Right now, banana growers are making efforts to keep the diseases out of Latin America and Africa, including quarantines and strict anti-contamination procedures. But the safety wall is not leakproof, and it is inevitable that the fungi will get through within the next few decades. To combat the threat, plant breeders are once again looking for ways to make the Cavendish and the important plantain varieties resistant to the fungi, by cross-breeding them with wild strains. But because of the sterility which results from the banana's odd genetics, this is a long slow complex process with much trial and error--and it may happen too late, if it happens at all. A much quicker method would be to use genetic engineering to identify and extract a wild gene that gives resistance to the diseases and insert this into the existing bananas to protect them. But such efforts are crippled by resistance within the US to genetically modified organisms (GMOs) and the flat-out ban on them by the European Union--there's no point in saving the Cavendish with genetic modification if no one can sell the fruits. (In Uganda, however, which depends on the plantain for most of its food supply, the government is funding a massive effort to find a resistant gene and use GMO techniques to produce a modified variety of cooking banana for local growth and consumption.)

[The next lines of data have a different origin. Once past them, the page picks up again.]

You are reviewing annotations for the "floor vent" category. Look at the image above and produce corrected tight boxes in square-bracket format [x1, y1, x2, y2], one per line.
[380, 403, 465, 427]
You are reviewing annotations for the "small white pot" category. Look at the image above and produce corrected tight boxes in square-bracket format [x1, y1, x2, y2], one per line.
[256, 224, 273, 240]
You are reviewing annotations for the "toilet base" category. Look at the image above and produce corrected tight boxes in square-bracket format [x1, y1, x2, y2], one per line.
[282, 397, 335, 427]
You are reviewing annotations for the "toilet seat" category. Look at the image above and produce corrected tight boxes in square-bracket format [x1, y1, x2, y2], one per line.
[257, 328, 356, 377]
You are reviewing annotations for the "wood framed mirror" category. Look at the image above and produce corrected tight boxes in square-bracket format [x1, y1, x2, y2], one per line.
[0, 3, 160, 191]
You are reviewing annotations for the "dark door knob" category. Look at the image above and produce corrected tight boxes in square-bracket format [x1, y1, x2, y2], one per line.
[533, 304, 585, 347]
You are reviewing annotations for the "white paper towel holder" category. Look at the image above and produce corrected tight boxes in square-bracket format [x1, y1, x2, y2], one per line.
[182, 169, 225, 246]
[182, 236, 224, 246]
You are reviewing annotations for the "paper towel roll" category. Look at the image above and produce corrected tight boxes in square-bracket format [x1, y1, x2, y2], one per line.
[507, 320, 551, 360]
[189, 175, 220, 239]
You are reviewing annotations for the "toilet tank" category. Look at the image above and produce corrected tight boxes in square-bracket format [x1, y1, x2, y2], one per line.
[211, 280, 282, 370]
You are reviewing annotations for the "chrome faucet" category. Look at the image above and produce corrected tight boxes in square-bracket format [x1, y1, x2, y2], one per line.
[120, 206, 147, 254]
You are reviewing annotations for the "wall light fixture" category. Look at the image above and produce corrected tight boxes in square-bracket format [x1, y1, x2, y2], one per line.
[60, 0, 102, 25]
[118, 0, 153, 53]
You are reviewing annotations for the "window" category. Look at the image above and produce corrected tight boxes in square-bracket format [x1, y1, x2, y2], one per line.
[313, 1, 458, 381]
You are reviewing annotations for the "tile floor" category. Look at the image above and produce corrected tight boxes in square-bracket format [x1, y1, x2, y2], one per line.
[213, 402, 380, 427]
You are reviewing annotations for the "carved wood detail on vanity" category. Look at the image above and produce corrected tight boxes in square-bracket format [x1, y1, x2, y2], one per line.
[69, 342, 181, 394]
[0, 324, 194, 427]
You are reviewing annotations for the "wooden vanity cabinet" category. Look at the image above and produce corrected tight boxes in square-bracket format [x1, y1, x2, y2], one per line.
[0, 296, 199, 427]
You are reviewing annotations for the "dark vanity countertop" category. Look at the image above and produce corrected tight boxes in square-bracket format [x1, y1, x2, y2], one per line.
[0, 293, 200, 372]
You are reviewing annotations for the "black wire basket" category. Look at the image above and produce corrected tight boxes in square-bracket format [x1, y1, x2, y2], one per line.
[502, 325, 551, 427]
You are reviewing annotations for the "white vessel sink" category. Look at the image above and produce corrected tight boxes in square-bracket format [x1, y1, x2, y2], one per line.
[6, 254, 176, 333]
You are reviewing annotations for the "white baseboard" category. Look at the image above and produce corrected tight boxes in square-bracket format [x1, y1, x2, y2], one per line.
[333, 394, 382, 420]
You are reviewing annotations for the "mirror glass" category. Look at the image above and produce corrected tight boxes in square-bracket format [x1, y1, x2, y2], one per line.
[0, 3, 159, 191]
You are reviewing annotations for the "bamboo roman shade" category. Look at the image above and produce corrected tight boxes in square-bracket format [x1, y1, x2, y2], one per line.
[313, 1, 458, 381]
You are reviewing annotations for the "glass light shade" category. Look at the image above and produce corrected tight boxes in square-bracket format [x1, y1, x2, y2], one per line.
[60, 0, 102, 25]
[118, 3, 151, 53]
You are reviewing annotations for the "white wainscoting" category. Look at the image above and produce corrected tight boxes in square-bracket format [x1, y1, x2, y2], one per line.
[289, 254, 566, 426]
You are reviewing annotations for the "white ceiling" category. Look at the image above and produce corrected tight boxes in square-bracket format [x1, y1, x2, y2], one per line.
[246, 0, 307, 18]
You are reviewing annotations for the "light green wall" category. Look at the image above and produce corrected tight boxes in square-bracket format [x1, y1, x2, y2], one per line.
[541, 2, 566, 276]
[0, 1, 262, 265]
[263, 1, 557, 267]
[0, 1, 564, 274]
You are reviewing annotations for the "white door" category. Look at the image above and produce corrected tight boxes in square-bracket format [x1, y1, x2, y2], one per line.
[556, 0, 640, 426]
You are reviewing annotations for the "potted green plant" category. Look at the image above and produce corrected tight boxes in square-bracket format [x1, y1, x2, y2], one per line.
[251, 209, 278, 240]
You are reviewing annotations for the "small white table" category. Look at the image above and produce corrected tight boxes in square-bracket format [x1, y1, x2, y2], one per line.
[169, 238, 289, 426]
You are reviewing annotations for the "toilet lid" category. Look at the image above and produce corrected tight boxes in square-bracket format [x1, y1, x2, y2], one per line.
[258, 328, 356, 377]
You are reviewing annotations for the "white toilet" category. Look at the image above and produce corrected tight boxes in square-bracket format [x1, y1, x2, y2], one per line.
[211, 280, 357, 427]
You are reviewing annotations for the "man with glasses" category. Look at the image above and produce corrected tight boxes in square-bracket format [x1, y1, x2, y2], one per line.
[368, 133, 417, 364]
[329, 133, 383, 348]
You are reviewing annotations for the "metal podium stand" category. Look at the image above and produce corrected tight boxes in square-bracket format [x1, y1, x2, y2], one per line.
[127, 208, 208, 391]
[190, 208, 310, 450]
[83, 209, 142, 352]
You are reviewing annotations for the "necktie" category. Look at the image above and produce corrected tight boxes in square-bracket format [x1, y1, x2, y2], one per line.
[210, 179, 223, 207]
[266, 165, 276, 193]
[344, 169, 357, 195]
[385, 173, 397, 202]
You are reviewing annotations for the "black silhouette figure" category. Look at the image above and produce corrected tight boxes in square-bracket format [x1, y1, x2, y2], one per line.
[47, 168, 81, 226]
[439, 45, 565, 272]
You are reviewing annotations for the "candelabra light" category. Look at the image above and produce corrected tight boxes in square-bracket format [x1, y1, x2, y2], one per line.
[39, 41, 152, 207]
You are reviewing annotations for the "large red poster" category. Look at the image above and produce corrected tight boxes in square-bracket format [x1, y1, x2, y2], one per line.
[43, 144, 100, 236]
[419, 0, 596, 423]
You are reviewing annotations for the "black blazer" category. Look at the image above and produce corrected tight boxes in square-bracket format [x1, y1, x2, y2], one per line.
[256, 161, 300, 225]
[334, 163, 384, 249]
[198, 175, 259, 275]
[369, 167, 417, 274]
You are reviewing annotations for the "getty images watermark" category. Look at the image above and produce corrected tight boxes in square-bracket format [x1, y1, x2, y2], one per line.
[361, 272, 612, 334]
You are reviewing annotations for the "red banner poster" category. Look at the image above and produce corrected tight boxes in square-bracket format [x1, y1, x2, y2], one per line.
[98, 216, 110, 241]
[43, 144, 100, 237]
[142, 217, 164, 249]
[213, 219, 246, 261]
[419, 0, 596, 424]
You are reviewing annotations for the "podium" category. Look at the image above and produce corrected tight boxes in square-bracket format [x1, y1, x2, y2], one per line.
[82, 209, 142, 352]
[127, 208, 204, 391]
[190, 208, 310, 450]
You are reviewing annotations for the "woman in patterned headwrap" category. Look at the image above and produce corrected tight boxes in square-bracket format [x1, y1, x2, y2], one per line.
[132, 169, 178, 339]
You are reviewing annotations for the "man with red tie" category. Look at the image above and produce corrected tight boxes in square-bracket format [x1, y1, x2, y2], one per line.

As a result, once the fungal diseases inevitably reach the banana-rich areas of Ecuador, Costa Rica, Colombia and Brazil, the odds are good that the banana as we know it--the familiar yellow Cavendish--will no longer exist. Other varieties of banana are already under consideration to replace the Cavendish, but each presents its own problems; many are also susceptible to TR4 or Sigatoka; some have trees that are too vulnerable to storms or other weather conditions; some have fruit that doesn't tolerate shipping; some have flavors, textures, sizes, or colors that are unfamiliar and may not be accepted by consumers who are used to the Cavendish. And of course any banana that is not a seedless hybrid between Musa acuminata and Musa balbisiana is completely inedible. As of right now, there simply is no suitable replacement for the threatened bananas and plantains.
In the US and Europe, of course, bananas are just a luxury--if they disappear, we can live without them, and will simply put blueberries or strawberries in our corn flakes instead. But bananas are a huge global industry that provide employment to millions of people. Even more importantly, in many areas of Africa, where crops such as corn, wheat, rice or potatoes do not grow well, bananas are a vital staple food. In places like Uganda, as much as 70% of all daily food calories come from bananas and plantains, usually grown in small village gardens--almost 100 pounds per capita per year. Plantains are also a prominent part of the diet in South America, India and Southeast Asia. The loss of the lowly banana, therefore, has the potential to produce widespread famine and starvation. If bananas die, much of Africa dies with them.
A developing banana bunch on the tree. The large purplish thing is the flower.